How does Bio.PDB identify hetero-residues?

Question

I'm wondering how Bio.PDB identifies a residue as a hetero-residue. I know that the residue.id method returns a tuple in which the first item is the hetero flag, the second one is the residue identifier (number) and the third one is the insertion code.

But how does the internal code decide what to put in the hetero flag field? Does it check whether the atoms in the residue are HETATM records vs. ATOM records?

Or does it check the atom names in each residue and compare it to some set of hetero-atoms?

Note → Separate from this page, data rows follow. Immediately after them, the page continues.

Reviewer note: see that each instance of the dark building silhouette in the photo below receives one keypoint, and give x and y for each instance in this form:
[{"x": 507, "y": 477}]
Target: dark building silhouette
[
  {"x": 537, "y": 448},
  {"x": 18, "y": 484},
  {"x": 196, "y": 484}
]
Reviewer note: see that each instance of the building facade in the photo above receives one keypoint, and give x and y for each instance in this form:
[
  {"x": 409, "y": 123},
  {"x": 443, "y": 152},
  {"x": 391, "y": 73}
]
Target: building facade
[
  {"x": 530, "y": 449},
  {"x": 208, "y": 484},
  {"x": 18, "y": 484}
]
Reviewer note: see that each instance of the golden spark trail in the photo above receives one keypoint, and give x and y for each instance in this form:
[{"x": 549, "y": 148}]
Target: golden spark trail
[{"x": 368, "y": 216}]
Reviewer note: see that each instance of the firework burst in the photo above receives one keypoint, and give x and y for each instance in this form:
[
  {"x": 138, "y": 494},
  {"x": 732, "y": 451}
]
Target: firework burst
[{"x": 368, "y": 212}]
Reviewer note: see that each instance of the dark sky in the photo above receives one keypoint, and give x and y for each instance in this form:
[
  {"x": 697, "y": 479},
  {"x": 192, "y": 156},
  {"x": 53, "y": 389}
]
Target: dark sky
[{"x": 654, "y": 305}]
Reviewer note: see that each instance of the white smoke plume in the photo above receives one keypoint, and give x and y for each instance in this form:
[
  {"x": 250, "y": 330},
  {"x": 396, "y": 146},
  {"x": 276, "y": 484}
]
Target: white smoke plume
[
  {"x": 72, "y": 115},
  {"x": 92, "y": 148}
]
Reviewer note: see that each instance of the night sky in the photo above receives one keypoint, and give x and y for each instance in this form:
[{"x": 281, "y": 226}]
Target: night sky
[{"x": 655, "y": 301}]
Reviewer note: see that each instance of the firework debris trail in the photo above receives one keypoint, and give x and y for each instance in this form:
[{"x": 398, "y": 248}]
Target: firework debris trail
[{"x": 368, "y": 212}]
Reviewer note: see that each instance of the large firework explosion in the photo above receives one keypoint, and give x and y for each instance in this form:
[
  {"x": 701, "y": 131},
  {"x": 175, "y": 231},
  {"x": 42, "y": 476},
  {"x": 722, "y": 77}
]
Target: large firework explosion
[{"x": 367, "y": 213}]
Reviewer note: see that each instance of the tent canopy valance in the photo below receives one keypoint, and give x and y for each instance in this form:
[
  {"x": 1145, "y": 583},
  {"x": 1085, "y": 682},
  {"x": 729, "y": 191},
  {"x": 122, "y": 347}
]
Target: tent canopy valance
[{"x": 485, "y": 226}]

The reason I ask is because in 4MDH chain B, the first residue in the coordinates section is ACE (acetyl). It has only C and O atoms, and the PDB file lists it as a HETATM. But when the residue.id for this residue is (' ', 0, ' ').

Here is my code:

>>> from Bio.PDB.mmtf import MMTFParser
>>> structure = MMTFParser.get_structure_from_url('4mdh')
/Library/Python/2.7/site-packages/Bio/PDB/StructureBuilder.py:89: PDBConstructionWarning: WARNING: Chain A is discontinuous at line 0.
  PDBConstructionWarning)
/Library/Python/2.7/site-packages/Bio/PDB/StructureBuilder.py:89: PDBConstructionWarning: WARNING: Chain B is discontinuous at line 0.
  PDBConstructionWarning)
>>> chain = [c for c in structure.get_chains() if c.get_id() == 'B'][0]
>>> residue0 = [r for r in chain.get_residues() if r.id[1] == 0][0]
>>> residue0.id
(' ', 0, ' ')
>>>

score 2 · Answer 1 · answered May 10 '18 at 22:34

TL;DR: It's not BioPython but the mmtf library which does the interpretation.

From the source code:

self.structure_bulder.init_residue(group_name, self.this_type,
                                   group_number, insertion_code)

Here the residue is created. The 2nd parameter (self.this_type) is the field/hetero flag in init_residue

def init_residue(self, resname, field, resseq, icode):
    """Create a new Residue object.
    Arguments:
     - resname - string, e.g. "ASN"
     - field - hetero flag, "W" for waters, "H" for hetero residues, otherwise blank.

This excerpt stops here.